Few days ago, after successful transitioning from Spigot to SpongeForge and re-opening my not-so-big almost-vanilla server, I ran into an annoying problem. Server starts to freeze after roughly 3 to 6 hours of intensive gameplay since scheduled restart. The message says “Can’t keep up …”. Yes, I understand that the server could not do what it’s told to be done, but it confuses me even more: TPS always stays at 20, RAM usage does not come close to its limit.
Actually, I suspect it has something to do with high CPU load (it raises to a crazy number for a second or two during the lag, then immediately goes down again), though I can’t think of anything that can cause this to happen.
- Sometimes spikes are following a pattern (showing up every 15 seconds), sometimes - they’re not.
- Insane CPU load during the lag. (500-700%). Lagless load is 50-70%, ten times lower.
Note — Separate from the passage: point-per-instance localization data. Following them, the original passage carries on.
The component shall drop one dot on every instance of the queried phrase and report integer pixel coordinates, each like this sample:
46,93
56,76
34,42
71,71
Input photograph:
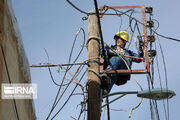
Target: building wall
13,65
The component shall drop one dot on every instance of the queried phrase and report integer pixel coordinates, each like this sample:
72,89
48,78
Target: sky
53,24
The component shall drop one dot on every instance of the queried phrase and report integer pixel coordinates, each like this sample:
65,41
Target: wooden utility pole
93,69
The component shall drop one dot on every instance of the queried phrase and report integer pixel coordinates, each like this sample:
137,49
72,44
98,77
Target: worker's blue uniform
115,63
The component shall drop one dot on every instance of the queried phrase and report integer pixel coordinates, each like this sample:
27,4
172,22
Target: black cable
77,8
68,68
165,77
52,78
145,25
100,32
157,62
68,97
9,79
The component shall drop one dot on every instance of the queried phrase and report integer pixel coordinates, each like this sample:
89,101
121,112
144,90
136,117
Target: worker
116,57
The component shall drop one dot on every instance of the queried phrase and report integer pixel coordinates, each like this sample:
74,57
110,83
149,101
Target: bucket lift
146,39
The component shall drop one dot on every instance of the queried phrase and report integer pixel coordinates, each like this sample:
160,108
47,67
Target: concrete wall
13,65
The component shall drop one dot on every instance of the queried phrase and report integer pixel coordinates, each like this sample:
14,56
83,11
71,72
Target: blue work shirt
116,62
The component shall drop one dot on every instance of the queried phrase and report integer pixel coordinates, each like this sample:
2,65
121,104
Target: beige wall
13,65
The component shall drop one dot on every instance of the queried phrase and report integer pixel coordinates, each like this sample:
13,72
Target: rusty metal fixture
152,53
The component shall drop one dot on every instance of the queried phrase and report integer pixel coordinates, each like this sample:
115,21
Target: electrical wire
77,7
144,25
68,68
68,97
10,81
100,32
165,76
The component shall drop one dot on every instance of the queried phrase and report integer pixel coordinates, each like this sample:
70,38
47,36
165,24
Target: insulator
151,38
150,24
151,53
149,10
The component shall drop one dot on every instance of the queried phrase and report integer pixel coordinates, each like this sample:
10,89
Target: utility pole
93,69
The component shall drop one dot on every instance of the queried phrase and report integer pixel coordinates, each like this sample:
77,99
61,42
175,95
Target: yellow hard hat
123,35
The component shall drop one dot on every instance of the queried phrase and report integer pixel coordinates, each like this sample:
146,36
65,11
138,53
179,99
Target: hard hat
123,35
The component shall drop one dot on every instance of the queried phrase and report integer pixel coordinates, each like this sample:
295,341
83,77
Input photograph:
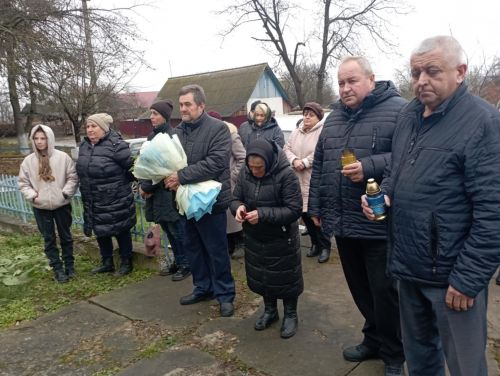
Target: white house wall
266,91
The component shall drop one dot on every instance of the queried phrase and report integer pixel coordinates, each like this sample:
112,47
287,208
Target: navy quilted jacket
108,201
445,190
368,131
207,143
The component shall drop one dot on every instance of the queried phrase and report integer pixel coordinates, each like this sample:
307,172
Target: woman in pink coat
300,153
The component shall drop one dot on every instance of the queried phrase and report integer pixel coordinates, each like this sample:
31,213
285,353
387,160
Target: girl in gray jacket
48,180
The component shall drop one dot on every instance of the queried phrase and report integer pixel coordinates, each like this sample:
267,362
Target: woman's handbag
152,241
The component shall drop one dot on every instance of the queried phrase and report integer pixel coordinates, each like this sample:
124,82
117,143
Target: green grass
41,294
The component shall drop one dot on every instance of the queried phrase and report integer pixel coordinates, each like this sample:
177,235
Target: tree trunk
14,100
320,87
33,98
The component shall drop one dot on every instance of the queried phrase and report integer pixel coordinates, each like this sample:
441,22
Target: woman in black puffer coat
268,201
103,166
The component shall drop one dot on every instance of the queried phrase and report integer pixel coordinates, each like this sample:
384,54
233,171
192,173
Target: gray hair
447,44
362,62
197,91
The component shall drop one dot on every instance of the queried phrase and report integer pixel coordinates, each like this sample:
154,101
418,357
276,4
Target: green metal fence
12,203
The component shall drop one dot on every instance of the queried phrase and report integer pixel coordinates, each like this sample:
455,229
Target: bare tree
343,25
484,80
308,74
49,57
402,80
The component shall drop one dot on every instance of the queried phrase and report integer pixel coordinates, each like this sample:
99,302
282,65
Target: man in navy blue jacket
362,121
444,240
207,143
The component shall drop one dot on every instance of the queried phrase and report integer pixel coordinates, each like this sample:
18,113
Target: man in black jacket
363,121
207,143
444,188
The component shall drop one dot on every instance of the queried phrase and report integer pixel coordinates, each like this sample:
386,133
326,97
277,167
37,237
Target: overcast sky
182,36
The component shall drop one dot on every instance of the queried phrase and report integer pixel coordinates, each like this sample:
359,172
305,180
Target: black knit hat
254,104
314,107
164,108
263,149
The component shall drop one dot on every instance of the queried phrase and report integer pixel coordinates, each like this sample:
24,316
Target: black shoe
60,276
169,269
70,271
226,309
126,267
359,353
394,370
182,272
266,320
106,266
324,256
270,315
313,251
290,320
193,299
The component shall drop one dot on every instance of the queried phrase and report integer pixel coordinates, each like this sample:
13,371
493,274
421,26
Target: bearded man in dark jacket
363,121
444,189
207,143
160,202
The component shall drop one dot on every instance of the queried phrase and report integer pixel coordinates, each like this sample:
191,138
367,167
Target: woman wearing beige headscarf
103,166
299,150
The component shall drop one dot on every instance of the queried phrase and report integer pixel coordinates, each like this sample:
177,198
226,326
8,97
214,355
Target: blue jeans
375,294
206,249
45,221
433,332
175,233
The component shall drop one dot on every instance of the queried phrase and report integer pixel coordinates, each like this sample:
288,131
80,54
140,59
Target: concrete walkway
142,330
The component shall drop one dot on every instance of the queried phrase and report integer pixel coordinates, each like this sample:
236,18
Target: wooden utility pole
89,52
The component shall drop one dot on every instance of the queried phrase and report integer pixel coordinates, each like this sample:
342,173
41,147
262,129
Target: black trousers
318,238
364,263
47,221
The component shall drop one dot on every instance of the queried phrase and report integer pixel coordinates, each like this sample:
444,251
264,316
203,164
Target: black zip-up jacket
207,144
444,183
368,132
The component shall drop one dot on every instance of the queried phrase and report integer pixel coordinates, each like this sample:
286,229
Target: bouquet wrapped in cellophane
164,155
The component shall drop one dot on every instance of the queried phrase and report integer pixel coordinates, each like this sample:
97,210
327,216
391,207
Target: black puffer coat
161,206
445,189
103,169
272,247
368,131
207,144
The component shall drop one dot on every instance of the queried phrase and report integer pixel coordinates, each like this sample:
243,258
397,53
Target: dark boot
313,252
290,319
107,266
269,316
324,256
125,267
60,276
70,270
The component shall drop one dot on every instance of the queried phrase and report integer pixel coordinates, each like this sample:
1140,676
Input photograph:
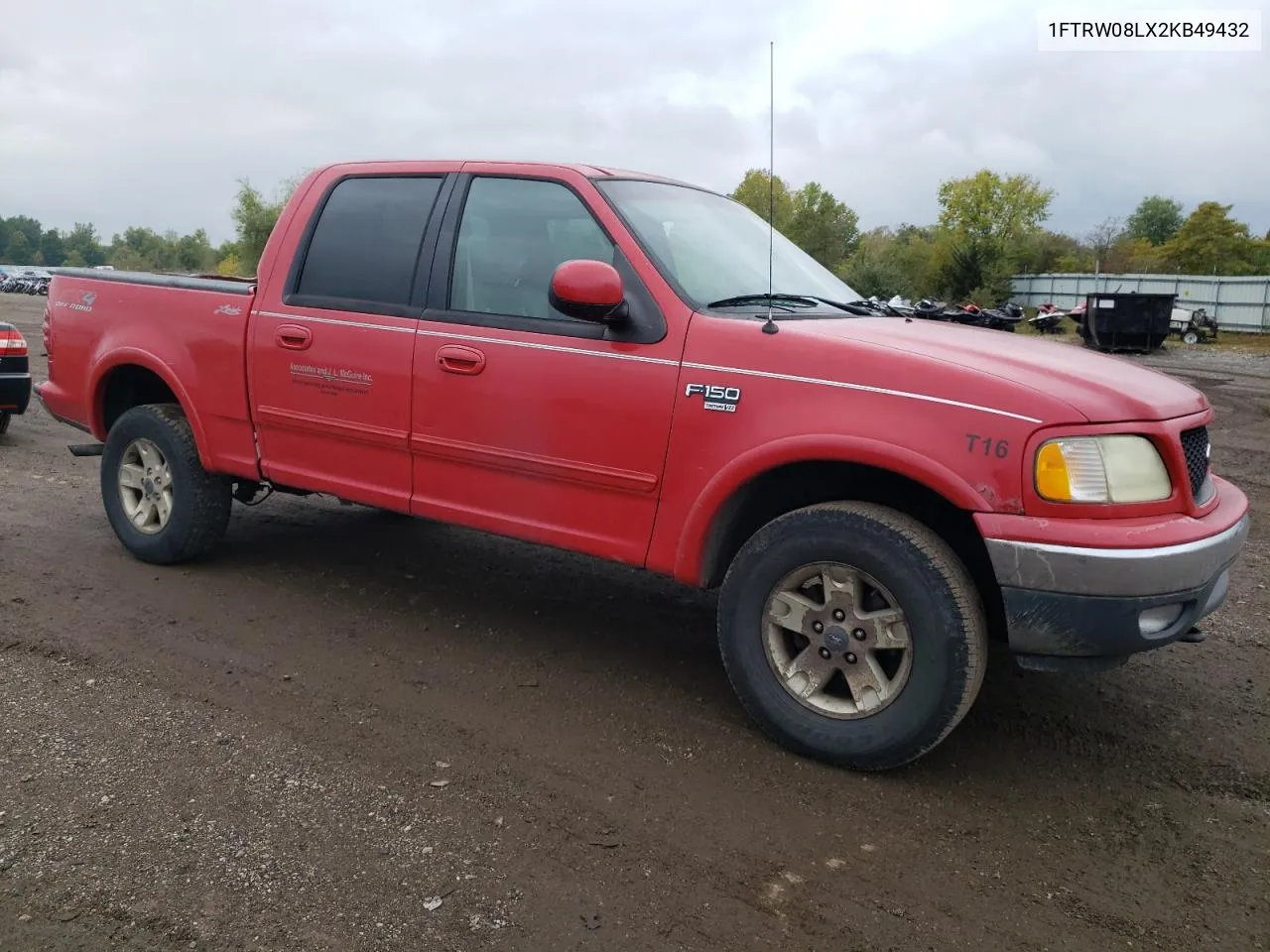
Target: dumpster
1130,321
- Entities & TileEntities consume most of the server tick. Nothing else stands out besides that.
- Clearly, there is a big amount of entities out there (as seen in timings reports) because of the world size, but removing them is not an option. Players won’t be happy with that.
- Average lag always drops out from 40 to 80 ticks (2-4 seconds).
- “TPS Loss” happens.
- I could not replicate this on any copy of the server. Think it somehow connected to players count.
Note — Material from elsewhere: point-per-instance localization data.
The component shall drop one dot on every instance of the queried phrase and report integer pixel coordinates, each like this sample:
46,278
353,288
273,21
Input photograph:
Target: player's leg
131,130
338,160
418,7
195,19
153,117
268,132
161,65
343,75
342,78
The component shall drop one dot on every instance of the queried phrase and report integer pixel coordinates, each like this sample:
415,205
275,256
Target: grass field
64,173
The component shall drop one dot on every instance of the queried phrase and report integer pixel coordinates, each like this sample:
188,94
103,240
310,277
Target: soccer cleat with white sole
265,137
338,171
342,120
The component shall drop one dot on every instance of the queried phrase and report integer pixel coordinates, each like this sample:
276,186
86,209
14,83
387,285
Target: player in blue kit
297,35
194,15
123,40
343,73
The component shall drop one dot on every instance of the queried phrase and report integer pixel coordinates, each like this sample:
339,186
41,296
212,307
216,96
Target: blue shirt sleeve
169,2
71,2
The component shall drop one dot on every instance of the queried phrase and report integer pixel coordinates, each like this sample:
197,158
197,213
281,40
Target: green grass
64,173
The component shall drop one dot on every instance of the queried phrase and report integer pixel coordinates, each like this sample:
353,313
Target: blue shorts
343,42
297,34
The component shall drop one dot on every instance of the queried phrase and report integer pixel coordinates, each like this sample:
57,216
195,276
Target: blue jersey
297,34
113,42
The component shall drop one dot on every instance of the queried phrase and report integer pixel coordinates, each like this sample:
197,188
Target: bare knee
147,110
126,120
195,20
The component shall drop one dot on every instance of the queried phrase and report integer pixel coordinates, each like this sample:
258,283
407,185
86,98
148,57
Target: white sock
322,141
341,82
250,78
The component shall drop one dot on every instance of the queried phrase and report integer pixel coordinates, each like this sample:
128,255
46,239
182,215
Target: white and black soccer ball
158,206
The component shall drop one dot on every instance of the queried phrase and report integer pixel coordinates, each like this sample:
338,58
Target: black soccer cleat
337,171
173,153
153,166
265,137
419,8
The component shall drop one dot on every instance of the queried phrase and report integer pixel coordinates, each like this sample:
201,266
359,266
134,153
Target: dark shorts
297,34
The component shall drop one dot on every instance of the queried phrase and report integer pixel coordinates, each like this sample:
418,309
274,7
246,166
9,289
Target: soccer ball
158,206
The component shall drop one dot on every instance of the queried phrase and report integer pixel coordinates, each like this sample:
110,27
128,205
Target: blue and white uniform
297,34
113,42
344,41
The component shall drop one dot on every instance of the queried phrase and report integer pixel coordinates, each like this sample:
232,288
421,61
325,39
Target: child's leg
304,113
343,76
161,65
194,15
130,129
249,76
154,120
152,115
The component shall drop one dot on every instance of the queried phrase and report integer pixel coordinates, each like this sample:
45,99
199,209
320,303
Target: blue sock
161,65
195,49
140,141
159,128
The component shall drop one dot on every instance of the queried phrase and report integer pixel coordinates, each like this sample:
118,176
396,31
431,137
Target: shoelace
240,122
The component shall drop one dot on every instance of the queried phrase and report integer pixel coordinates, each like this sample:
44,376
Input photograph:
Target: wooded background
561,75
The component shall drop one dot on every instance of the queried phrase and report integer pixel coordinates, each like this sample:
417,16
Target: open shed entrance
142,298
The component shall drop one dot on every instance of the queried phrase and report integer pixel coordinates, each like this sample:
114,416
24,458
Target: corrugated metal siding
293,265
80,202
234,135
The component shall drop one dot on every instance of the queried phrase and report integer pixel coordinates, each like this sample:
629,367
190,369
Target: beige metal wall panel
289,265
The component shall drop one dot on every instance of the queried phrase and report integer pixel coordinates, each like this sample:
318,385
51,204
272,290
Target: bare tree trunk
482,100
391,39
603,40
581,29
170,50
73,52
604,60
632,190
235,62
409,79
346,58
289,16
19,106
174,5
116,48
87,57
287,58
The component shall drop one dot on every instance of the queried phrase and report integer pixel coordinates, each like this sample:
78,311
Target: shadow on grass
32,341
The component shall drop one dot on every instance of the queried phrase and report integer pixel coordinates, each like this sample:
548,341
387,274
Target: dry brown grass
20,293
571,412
What I’ve tried so far (obviously, none of that helped):
- Lowering entity spawns / trigger distances.
- Lowering tileentity tick rate.
- Abolutely disabling entity spawns.
- Removing suspicious plugins.
- Tweaking launch options, lowering / raising -Xms(x) values. This is what I came to.
-Xms5G -Xmx5G -XX:+UseG1GC -XX:+UnlockExperimentalVMOptions -XX:MaxGCPauseMillis=100 -XX:+DisableExplicitGC -XX:TargetSurvivorRatio=90 -XX:G1NewSizePercent=50 -XX:G1MaxNewSizePercent=80 -XX:InitiatingHeapOccupancyPercent=10 -XX:G1MixedGCLiveThresholdPercent=50 -XX:+AggressiveOpts -XX:+AlwaysPreTouch -XX:+UseLargePagesInMetaspace -jar forge-1.12.2-188.8.131.5207-universal.jar
- Exploring Timings / WarmRoast reports (as I said, I didn’t find anything outstanding besides entities. But I could miss something).
So, the lag process itself is pretty clear, but I can’t find the exact reason, which is why I seek your assistance.
https:// timings.aikar.co/?id=c493d83adc4c4feaacdc8207ab824867 (~16h uptime)
All threads .html file http://dropmefiles.com/VsqeC (~16h uptime)
Thanks for your attention, hope we find a solution ASAP.